The revised guidelines notified by the Central government following policy changes in respect of foreign direct investment incorporate significant modifications in computing the total FDI component in Indian companies and in determining the related issue of transfer of ownership or control from resident Indian citizens to non-resident entities in sectors with caps. The very definition of ‘Indian company’, for the purpose of these rules, has undergone some impor tant changes. Whereas all investment by a non-resident entity in an Indian firm will be counted as FDI, downstream investments by an Indian company that has foreign investment but is “owned and controlled” ultimately by resident Indians will not be reckoned as FDI while determining the sectoral caps. Owning a company implies a 51 per cent shareholding and beneficial ownership, while ‘control’ means power to appoint a majority of members to the board of directors, besides ability to legally direct the operations. It is widely apprehended that these can be easily circumvented by, for instance, packing the board with unofficial nominees of the foreign shareholders — a prospect that has major implications for the flow of FDI. While presenting the interim budget for 2009-10, External Affairs Minister Pranab Mukherjee said that, despite the global financial crisis, FDI inflows during April-November 2008 aggregated $23.3 billion, a 45 per cent rise over the tally for the corresponding period in 2007. More recent figures however point to a slowdown.
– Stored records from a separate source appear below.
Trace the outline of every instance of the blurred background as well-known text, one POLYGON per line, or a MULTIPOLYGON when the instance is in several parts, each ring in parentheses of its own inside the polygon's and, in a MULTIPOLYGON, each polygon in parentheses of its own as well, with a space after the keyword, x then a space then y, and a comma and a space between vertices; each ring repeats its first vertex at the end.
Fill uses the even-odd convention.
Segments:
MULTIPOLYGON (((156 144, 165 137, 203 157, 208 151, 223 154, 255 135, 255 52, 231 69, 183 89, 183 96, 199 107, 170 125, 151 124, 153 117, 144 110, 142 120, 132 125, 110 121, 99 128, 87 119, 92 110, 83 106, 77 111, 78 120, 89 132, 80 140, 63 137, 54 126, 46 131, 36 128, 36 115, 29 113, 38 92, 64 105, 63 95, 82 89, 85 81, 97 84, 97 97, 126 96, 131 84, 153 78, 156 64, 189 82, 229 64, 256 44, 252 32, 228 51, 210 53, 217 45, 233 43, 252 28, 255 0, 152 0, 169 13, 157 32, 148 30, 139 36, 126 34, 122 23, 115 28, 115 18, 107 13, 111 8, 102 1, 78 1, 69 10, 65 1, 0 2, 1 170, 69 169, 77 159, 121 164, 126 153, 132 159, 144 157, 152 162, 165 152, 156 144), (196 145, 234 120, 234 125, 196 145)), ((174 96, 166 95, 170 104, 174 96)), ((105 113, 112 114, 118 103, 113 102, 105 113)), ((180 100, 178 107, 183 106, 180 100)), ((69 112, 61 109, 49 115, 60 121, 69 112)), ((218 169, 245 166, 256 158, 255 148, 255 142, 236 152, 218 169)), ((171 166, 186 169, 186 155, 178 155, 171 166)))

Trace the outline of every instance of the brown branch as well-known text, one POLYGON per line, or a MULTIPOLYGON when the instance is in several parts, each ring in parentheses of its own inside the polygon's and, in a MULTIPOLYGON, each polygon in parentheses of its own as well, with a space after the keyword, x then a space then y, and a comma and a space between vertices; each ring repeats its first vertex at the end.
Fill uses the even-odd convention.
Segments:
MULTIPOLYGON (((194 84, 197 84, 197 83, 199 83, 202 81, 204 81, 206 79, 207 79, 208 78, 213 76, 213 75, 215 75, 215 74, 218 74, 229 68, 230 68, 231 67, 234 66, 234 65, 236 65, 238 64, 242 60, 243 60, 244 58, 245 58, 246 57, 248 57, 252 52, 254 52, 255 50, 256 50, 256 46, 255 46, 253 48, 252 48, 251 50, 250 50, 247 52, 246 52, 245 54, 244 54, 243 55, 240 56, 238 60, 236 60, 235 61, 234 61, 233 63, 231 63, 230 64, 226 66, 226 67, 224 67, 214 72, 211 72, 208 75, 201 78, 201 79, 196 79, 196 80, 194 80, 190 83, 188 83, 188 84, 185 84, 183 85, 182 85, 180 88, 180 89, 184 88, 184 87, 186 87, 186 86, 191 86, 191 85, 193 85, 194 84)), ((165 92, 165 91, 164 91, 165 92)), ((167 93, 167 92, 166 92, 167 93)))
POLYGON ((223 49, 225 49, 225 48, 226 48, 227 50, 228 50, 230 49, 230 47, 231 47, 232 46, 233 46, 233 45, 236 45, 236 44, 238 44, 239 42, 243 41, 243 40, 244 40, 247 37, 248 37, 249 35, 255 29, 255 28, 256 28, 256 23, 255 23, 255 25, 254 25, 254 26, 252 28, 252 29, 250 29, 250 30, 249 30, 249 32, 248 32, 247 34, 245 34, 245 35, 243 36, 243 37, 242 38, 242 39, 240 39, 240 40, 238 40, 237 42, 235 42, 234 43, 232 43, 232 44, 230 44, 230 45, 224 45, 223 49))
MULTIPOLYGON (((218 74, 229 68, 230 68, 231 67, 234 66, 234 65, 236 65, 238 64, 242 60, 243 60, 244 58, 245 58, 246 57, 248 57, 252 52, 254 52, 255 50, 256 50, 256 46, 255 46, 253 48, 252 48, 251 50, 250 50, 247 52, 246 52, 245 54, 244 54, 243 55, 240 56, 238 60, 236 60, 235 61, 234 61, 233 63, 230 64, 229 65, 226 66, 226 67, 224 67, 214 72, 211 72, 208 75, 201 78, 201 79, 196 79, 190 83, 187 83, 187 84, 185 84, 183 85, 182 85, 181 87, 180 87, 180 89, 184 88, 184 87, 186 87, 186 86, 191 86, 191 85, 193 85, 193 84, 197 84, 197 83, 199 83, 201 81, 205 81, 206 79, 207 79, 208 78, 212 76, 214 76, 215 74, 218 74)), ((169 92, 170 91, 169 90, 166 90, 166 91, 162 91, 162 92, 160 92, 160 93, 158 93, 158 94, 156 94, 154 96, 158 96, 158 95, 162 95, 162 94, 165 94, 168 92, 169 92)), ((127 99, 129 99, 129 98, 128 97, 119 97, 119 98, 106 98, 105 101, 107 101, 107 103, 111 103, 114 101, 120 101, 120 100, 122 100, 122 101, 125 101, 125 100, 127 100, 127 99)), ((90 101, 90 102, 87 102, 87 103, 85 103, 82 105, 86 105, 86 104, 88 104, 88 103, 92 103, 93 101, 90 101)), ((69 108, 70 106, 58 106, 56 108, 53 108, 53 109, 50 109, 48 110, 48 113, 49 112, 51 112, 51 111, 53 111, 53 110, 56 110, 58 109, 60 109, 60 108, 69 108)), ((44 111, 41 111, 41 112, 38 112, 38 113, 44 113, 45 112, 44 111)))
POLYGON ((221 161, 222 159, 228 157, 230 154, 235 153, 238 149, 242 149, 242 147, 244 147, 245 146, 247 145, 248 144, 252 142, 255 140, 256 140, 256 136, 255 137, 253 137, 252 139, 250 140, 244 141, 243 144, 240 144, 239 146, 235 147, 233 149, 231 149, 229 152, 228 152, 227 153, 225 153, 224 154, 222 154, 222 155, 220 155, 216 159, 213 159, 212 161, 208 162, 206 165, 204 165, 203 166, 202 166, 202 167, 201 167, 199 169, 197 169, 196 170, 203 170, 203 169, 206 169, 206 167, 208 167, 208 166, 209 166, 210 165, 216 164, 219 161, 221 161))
Projected as an attempt to boost the FDI flow and make it consistent and homogenous across sectors, the new guidelines are expected to provide companies owned and controlled by Indian citizens a huge opportunity to bring in FDIs and then make downstream investments without worrying about sectoral caps. To the criticism that foreign capital is being brought in through the back door, the government’s answer is that the existing sectoral caps — like the one for insurance — remain untouched. Moreover, it is pointed out that the government’s approval is mandatory for transferring ownership and control of Indian companies to foreign entities. But the new provisions do suggest that in sectors where FDI is currently prohibited — such as multi-brand retail and real state trading — the entry of foreign capital has been allowed. There is also no convincing explanation for the government rushing through the major changes that impact politically sensitive sectors without any serious debate or deliberation. The impression is inescapable that with elections round the corner, it has acted in haste at the behest of sectional interests.